2. Accuracy unaffected by orientation and size. Whereas many tools offer high accuracy when there is no variation in orientation and size, another key test of a geometric pattern matcher is that accuracy be unaffected by these variations. This is key because almost all applications exhibit some variation, and it defeats the purpose of geometric matching if accuracy falls off beyond a few degrees or a few percent of size as Normalized Grayscale Correlation (NGC) does. This is particularly key in networked factories where patterns may be distributed to machines with varying optical magnification and camera angle.
3. Speed. The promise of orientation and size independence is of little use if the tool is too slow. While it is easy to offer high speed when there is no orientation and size variation, be sure to test speed for the 0°-360° case, for a large size variation, or both.

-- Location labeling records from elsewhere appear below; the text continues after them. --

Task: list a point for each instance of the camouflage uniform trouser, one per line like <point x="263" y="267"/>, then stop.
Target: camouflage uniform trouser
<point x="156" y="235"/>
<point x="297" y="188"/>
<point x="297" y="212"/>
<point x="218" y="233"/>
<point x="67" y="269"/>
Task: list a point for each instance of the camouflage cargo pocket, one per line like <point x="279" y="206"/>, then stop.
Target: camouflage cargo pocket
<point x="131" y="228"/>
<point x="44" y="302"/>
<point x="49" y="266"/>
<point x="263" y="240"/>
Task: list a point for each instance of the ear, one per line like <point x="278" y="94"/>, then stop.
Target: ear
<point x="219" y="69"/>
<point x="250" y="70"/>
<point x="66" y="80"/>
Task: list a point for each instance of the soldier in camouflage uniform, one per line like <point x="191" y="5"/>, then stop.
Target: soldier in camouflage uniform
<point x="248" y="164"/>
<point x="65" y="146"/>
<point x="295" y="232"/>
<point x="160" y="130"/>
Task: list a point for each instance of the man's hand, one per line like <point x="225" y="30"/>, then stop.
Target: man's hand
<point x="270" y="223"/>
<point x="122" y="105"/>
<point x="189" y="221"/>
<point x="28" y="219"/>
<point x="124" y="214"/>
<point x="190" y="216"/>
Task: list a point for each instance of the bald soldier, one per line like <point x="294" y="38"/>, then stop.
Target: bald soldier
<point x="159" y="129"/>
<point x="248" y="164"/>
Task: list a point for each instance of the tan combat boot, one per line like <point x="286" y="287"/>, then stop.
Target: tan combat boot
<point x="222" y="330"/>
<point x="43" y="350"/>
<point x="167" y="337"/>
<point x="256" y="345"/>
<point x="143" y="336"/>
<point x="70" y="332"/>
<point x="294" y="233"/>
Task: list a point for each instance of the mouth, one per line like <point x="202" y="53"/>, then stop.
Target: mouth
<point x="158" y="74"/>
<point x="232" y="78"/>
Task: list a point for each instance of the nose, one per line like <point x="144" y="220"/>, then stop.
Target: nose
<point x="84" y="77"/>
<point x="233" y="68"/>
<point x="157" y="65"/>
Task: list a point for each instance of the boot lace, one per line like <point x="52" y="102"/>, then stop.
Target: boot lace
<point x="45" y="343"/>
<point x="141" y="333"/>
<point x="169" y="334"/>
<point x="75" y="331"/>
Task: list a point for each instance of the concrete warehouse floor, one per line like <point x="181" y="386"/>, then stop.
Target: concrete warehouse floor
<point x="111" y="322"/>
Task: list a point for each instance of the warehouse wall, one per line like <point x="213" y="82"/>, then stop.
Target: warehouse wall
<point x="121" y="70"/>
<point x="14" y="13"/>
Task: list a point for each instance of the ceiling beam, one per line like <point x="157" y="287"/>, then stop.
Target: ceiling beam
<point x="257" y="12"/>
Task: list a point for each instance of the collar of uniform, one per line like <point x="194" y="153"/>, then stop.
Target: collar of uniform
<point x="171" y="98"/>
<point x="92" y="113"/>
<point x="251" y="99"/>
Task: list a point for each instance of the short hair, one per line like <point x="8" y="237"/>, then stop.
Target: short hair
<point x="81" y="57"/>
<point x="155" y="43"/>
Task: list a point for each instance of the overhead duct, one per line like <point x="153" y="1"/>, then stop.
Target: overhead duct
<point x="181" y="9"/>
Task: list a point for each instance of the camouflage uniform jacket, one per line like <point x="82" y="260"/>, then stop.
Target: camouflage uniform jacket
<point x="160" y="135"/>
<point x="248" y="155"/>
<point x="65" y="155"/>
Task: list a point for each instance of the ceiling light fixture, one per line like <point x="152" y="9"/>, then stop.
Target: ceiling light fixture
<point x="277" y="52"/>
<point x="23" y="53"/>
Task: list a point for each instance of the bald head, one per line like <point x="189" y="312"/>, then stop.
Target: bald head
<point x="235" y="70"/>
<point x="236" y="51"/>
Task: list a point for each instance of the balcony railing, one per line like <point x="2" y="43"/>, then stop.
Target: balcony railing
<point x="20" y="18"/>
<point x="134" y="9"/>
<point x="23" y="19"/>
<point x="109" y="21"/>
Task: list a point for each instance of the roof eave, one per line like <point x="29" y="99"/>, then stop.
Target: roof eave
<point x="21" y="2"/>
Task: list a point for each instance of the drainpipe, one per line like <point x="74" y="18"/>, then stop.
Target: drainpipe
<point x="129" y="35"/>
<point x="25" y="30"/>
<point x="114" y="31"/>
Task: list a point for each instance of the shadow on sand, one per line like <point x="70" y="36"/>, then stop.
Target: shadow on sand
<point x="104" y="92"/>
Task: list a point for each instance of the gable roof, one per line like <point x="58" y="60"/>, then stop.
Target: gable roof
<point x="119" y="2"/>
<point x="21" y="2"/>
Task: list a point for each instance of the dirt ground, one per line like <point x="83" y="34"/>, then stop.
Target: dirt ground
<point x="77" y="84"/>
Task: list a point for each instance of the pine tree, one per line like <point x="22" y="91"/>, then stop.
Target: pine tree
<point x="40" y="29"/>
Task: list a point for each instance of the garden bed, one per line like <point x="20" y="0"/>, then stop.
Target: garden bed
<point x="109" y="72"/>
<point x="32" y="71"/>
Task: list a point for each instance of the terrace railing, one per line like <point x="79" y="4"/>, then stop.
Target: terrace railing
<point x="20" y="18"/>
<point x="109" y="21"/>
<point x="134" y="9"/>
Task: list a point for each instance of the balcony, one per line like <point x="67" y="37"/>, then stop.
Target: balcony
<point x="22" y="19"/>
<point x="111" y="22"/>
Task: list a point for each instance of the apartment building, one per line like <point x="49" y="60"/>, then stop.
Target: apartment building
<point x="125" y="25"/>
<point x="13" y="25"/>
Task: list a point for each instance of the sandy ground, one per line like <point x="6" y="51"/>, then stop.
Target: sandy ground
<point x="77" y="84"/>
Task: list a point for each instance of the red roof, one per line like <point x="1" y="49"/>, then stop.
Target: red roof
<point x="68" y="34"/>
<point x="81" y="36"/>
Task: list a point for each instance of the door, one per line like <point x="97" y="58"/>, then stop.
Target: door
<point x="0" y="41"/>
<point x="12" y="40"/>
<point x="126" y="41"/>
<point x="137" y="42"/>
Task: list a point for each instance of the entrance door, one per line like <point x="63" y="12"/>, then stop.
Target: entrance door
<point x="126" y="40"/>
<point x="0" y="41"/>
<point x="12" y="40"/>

4. Tolerate shading variations. Pattern matchers based on geometry rather than gray scale should tolerate wide variations in shading, such as might occur with nonoriented metal parts or due to the chemical, mechanical, and planarization step in wafer processing.

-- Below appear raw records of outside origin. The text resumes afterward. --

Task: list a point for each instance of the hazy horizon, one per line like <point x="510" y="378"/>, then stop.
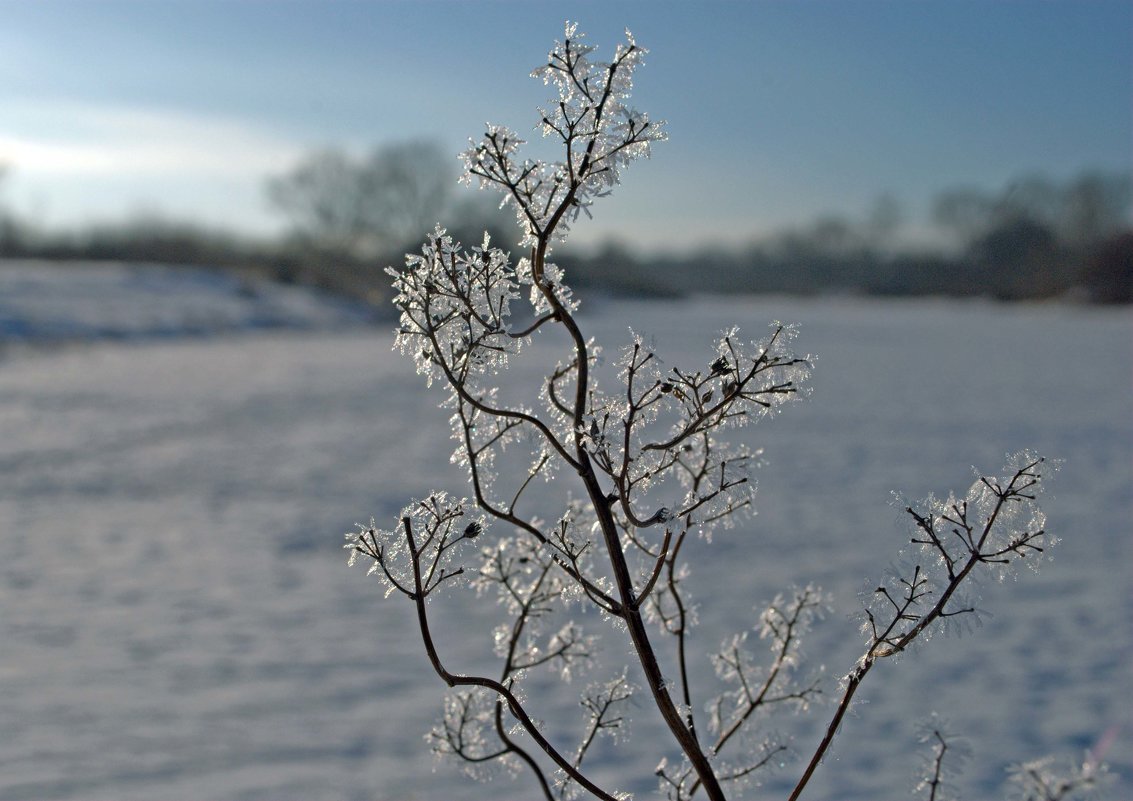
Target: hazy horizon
<point x="777" y="112"/>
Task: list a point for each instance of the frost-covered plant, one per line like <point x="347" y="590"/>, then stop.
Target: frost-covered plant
<point x="638" y="469"/>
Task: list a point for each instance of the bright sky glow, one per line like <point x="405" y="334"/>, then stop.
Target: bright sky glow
<point x="777" y="111"/>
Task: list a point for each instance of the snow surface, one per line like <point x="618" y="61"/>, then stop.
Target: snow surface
<point x="177" y="619"/>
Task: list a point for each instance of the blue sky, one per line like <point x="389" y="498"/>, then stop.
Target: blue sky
<point x="777" y="111"/>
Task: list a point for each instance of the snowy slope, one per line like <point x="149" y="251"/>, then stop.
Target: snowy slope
<point x="177" y="620"/>
<point x="45" y="301"/>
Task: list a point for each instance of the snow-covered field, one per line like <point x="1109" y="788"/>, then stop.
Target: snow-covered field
<point x="177" y="620"/>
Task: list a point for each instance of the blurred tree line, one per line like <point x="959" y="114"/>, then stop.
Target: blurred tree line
<point x="348" y="216"/>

5. Tolerate missing features, occlusion, and clutter. Template-matching methods such as NGC were good at tolerating degradation such as missing features and scene clutter; in switching to geometric matching one should sacrifice none of this.
6. Tolerate defocus and low contrast. Severe defocus and low contrast can present a particular challenge to some geometric matchers. Even if your application does not exhibit these problems, it is a good idea to check both as a test of general robustness.
7. Tolerate pattern with poor edges. If a geometric pattern matcher uses edge detection to extract shape information, it might fail on images that have poor edges but where NGC would still work. This can be serious if you do not know in advance the edge quality of the images in your application. A geometric matcher that uses a tuneable feature detector instead of simple edge detection can solve this problem and even find patterns that would stump NGC. Push your tool to the limit by trying patterns made of random texture without sharp boundaries.
8. Train by showing. One of the benefits of NGC is that a pattern can be trained by drawing a box around the desired portion of an image. Training a geometric pattern matcher should be just as simple. Beware of fancy wizards and pattern editing tools. Although they can be useful in unusual circumstances, they should not be necessary in most cases, and most machine operators have enough challenges already without having to learn to use these training tools.
9. Runs on PCs. If the pattern-matching tool runs on an ordinary PC without special hardware, you can be sure that you`ll keep up with Intel`s performance improvements. Beware of custom accelerators from small companies who can not keep up with Intel.
10. Customers. In the end, the marketplace is the best judge of quality. Be sure to ask about actual installations of geometric pattern matching.